- Pitcher
- Born: August 11, 1922 Great Falls, South Carolina, U.S.
- Died: July 4, 1994 (aged 71) Clinton, South Carolina, U.S.
- Batted: RightThrew: Right

MLB debut
- September 14, 1948, for the Washington Senators

Last MLB appearance
- September 14, 1948, for the Washington Senators

MLB statistics
- Games played: 1
- Innings pitched: 1
- Earned runs: 5
- Stats at Baseball Reference

Teams
- Washington Senators (1948);

= Cal Cooper =

American baseball player (1922–1994)

Calvin Asa Cooper (August 11, 1922 - July 4, 1994) was an American Major League Baseball pitcher. Cooper appeared in one game for the Washington Senators. Prior to his major league debut and exit, he attended and played for Newberry College. Cooper batted and threw right-handed.

==Early life==
Cooper was born in 1922 in Great Falls, South Carolina, a small town in the north central portion of the state. As a young man, Cooper served in the US Navy during World War II. After military service, Cooper attended Newberry College, a small Lutheran college in Newberry, South Carolina. At age 26, he was called up from the Triple-A organization of the Washington Senators to play in the majors.

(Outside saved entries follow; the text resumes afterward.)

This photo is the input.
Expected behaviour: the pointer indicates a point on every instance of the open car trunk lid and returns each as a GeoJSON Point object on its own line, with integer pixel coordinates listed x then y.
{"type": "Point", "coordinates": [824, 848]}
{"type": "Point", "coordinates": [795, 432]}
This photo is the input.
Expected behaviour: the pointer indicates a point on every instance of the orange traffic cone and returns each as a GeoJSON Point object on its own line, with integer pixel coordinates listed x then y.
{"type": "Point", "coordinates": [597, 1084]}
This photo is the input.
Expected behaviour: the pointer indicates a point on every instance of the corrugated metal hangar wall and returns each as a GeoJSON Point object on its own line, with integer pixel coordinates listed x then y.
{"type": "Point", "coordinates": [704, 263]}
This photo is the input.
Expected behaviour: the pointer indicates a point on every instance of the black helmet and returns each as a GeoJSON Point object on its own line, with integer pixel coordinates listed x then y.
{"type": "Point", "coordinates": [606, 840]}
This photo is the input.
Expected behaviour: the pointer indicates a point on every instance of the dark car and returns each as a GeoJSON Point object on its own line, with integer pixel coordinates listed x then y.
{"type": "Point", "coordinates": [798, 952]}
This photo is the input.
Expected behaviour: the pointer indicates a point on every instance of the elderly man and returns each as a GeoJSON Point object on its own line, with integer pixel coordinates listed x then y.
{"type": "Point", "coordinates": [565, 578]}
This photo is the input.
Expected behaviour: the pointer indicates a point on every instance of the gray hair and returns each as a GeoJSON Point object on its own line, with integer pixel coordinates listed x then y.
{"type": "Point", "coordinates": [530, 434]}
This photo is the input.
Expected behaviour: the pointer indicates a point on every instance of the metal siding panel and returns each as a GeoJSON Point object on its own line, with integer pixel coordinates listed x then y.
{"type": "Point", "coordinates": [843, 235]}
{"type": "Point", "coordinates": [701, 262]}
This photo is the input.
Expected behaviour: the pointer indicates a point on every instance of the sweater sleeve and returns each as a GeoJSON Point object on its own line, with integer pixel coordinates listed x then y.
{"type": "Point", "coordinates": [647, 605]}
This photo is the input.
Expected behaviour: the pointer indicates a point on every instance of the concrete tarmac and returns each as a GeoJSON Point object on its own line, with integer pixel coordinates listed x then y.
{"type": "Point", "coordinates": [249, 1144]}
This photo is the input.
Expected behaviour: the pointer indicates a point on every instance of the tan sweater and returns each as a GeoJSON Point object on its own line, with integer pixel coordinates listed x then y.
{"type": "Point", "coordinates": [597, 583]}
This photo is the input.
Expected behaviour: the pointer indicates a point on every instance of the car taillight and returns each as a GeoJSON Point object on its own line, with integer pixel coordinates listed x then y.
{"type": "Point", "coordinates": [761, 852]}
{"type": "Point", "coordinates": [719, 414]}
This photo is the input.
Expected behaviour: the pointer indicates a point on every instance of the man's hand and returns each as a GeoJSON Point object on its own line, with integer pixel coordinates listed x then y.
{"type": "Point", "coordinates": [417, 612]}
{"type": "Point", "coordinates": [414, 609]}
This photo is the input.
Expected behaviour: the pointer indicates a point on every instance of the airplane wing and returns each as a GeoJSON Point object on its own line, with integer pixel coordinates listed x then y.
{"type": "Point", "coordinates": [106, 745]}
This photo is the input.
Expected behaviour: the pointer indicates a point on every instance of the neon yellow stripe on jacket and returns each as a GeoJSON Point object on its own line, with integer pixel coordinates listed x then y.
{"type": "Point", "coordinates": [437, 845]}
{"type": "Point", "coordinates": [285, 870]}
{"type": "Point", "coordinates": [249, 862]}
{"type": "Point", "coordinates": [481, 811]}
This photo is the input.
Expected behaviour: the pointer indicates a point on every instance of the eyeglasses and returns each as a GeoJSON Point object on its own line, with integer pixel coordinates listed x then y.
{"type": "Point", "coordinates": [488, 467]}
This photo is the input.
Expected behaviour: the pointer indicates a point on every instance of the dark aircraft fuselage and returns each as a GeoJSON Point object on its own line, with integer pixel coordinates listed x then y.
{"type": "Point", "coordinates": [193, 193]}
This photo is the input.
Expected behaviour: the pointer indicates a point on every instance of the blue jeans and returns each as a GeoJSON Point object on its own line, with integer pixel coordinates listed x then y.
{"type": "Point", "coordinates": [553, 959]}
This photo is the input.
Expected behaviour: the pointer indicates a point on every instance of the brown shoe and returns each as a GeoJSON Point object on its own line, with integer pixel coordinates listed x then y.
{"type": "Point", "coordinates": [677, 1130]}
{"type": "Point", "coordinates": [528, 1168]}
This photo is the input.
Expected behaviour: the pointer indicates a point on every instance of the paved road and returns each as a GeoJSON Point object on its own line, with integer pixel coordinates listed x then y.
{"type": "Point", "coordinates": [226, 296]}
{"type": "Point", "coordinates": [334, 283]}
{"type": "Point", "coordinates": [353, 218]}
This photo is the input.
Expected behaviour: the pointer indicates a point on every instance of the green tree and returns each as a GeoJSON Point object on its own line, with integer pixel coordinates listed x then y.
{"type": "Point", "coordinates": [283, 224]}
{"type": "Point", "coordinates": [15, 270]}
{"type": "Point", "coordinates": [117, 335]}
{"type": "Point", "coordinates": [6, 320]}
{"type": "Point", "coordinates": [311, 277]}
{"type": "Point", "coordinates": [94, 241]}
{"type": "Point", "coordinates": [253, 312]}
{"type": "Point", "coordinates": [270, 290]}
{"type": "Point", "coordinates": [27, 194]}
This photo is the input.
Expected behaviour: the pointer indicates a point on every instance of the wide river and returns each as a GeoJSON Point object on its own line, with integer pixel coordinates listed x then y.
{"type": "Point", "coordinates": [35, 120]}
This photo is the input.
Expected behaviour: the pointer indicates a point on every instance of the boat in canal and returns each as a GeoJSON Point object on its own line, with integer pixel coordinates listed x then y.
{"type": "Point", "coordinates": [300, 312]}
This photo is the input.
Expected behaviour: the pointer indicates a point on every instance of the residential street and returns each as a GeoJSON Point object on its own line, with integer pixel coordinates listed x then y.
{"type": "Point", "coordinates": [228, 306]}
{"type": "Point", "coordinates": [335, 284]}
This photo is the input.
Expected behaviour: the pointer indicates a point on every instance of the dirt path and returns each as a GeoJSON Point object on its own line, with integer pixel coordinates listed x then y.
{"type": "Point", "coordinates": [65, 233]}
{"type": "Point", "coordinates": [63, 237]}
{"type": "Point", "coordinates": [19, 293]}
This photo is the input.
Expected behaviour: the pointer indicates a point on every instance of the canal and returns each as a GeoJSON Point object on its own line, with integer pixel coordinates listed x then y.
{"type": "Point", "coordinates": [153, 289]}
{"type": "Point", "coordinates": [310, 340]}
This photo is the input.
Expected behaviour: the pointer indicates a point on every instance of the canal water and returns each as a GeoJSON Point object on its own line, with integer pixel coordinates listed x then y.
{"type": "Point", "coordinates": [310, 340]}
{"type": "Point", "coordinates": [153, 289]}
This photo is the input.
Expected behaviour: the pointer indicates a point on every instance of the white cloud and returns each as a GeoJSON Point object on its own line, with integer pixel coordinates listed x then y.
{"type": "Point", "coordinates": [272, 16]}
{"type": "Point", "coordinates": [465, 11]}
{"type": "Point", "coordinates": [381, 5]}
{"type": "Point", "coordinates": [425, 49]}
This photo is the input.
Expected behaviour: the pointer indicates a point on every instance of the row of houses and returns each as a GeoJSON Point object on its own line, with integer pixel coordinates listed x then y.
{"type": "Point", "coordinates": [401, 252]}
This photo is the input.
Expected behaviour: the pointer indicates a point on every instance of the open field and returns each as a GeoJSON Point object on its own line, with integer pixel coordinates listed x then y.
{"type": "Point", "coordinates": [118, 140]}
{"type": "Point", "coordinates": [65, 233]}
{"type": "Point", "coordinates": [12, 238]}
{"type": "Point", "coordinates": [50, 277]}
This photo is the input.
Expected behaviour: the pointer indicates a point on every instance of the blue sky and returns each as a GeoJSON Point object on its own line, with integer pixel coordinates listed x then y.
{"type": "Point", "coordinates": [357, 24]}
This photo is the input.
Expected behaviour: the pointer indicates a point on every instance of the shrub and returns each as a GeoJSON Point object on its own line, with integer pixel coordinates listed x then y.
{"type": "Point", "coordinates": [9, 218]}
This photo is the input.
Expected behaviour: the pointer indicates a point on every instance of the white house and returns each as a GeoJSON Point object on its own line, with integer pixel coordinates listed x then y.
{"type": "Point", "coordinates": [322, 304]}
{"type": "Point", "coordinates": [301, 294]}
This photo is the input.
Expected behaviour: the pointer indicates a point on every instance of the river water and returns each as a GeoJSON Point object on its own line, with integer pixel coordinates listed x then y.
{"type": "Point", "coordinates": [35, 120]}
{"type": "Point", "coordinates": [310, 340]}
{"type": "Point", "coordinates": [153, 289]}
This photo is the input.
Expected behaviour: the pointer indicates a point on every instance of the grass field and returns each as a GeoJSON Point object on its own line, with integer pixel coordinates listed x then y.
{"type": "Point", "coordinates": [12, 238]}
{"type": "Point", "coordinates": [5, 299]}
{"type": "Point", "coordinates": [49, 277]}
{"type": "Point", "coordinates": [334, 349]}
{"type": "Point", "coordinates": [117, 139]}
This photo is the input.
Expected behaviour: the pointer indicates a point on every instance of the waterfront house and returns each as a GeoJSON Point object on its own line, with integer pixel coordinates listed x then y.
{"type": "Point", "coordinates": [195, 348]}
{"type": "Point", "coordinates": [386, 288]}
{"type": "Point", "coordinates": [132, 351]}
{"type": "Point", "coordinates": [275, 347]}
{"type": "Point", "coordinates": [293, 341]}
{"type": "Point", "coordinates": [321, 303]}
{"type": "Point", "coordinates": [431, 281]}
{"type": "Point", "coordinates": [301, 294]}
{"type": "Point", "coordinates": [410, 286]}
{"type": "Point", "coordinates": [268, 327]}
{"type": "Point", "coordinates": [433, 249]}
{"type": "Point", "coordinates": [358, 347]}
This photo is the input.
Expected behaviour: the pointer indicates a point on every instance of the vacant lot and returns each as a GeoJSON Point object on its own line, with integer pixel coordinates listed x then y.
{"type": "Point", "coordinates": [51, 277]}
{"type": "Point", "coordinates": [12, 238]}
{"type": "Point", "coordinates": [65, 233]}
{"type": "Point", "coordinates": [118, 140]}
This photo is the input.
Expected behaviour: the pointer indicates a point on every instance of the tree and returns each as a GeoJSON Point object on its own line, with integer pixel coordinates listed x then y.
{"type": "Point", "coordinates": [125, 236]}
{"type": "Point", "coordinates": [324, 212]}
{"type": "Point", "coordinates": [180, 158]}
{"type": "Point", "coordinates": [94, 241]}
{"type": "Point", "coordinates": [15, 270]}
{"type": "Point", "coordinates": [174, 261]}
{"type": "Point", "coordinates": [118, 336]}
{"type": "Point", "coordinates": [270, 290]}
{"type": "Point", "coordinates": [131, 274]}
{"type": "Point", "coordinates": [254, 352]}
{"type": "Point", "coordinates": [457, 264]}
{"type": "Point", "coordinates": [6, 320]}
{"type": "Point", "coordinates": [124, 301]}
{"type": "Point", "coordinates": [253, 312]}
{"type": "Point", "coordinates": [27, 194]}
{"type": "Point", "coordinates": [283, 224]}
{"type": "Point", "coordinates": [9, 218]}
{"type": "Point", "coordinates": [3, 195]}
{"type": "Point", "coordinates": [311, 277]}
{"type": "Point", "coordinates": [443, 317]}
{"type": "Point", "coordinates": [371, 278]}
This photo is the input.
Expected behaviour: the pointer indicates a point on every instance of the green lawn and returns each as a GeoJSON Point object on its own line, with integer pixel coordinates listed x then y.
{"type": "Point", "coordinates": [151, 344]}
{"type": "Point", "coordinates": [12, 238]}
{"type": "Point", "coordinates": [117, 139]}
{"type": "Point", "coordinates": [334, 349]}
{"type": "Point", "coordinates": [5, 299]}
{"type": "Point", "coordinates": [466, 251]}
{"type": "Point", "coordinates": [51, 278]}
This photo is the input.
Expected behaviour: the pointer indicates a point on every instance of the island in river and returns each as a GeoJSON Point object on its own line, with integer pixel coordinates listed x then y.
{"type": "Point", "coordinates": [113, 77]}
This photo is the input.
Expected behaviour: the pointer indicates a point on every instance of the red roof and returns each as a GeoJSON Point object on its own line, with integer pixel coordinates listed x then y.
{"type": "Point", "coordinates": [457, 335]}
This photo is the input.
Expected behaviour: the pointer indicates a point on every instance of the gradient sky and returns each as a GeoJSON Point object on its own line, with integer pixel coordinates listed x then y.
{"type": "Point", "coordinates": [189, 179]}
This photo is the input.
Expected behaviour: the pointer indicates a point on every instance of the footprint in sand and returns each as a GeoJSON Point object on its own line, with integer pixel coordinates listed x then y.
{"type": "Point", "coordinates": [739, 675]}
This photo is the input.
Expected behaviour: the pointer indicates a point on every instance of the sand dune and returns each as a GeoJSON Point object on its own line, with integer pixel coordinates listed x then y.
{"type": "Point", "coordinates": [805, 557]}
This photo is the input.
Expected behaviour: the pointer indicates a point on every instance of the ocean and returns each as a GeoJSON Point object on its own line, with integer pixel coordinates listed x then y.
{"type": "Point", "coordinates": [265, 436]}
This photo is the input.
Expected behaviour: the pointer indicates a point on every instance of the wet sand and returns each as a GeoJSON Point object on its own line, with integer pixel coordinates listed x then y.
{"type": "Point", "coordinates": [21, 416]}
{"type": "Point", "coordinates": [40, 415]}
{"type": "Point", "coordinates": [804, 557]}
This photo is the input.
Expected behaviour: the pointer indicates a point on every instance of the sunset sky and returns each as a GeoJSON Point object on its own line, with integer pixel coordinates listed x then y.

== Major League Baseball career ==

Cooper made his major league debut on September 14, 1948, with the Washington Senators. Cooper competed in one game in , wearing uniform number 16. His major league career thus consisted of pitching one inning, in which he surrendered five hits, allowing five runs including a home run, and walked a batter, before recording three outs. Being his only appearance, he ended his career with his lifetime earned run average (ERA) of 45.00.

==After baseball==
After his single afternoon in a major league baseball uniform, Cooper returned to South Carolina where he worked as a personnel director at Clinton Mills in the town of Clinton. Cooper died on July 4, 1994, in Clinton, South Carolina. For 28 years prior to his death in 1994, Cooper served as a member of the Laurens County School Board. He is buried at Pinelawn Memory Gardens in Clinton.